データ
- 名称
- 南方古墳出土品
- 指定等区分
- 市重要文化財
- 指定年月日
- 平成7年4月28日
- 種別
- 考古資料
- 所在地
- 中山3738-1(松本市立考古博物館所蔵)
- 所有者
- 松本市(考古博物館)
- 時代区分
- 古墳時代
- 付加事項
- 地図は古墳の位置を表示しています。出土品は考古博物館に所蔵されています。
所属カテゴリ
- テーマ
- 松本城ができるまで
- 地域
- 松本東部
- 分野
- 考古資料
地図
解説
数回の追葬による大量の副葬品
平成元年(1989)の2月、この古墳は突然姿を現しました。入山辺南方(みなみがた)集落西側の薄川(すすきがわ)左岸の段丘上に位置し、南側には林大城跡のある城山の山肌が迫る場所に立地しています。新しく発見された古墳であり、名前がなかったので発見された場所の地籍名により南方古墳としました。発見後、2月14日から3月31日まで発掘調査がおこなわれました。発見時には天井石がなく、工事のため西側側壁の大半が壊されてしまいましたが全体としては残りが良い古墳でした。明確な墳丘はなく、段丘斜面に石室を掘り込んだ省力化された古墳でした。

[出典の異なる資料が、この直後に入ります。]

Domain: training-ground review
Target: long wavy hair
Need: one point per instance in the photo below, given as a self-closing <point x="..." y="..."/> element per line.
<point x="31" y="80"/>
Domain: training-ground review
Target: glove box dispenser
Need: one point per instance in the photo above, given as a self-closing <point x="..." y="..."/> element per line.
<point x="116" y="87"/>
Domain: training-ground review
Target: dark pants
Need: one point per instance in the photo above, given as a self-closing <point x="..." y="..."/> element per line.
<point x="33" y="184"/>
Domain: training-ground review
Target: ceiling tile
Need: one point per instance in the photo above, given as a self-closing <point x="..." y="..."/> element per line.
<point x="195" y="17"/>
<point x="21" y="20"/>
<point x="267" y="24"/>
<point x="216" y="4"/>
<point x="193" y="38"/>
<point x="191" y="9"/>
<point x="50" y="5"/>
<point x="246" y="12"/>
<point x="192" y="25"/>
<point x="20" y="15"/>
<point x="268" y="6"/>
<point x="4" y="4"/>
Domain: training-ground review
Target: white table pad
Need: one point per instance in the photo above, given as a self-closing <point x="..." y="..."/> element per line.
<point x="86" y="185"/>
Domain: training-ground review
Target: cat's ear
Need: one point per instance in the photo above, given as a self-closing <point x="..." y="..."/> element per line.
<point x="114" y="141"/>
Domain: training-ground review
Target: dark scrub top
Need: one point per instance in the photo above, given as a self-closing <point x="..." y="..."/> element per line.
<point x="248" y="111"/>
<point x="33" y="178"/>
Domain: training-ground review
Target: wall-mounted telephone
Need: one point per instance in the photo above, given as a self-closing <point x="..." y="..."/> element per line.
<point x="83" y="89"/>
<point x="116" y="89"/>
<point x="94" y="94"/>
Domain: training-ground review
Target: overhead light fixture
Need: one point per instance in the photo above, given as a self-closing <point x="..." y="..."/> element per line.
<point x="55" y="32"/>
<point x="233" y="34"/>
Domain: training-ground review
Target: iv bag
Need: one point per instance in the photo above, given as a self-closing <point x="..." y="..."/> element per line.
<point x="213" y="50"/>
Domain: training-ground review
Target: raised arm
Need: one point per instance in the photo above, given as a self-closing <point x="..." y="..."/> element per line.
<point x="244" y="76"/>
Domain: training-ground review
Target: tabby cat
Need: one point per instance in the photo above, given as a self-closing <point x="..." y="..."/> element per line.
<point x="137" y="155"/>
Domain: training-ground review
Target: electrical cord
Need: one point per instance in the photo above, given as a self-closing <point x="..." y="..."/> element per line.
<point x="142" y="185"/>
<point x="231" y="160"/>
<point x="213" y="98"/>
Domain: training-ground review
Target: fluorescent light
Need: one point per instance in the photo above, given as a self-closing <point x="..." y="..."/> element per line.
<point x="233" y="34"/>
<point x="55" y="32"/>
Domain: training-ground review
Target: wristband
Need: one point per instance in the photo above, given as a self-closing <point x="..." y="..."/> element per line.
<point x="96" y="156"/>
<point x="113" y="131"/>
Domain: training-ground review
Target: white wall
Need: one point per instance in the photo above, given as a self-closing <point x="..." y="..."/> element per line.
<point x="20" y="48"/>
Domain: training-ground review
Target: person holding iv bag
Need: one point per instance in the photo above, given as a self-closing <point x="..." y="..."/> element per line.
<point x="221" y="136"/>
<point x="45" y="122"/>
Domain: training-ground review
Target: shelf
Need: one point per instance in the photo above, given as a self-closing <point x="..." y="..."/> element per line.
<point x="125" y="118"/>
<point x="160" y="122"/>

石室内からは、副葬品が大量に発見されました。市内の他の古墳と比較しても圧倒的に多いものでした。特に玉類を中心とした装身具は700点以上が発見されました。
他に馬具(轡(くつわ)・鞍・鐙(あぶみ)・杏葉(ぎょうよう))、武器(直刀・鉄鏃・刀子(とうす))、喪葬用の器(須恵器(すえき)・銅鋺(どうわん)・承盤(しょうばん))があります。特に、写真の圭頭柄頭(けいとうつかがしら)や倒卵形鐔(とうらんけいつば)など金銅製の儀刀(ぎとう)は、被葬者を知る資料として重要なものです。これらの副葬品は、古墳のつくられた7世紀から8世紀にかけて数回の追葬によるものです。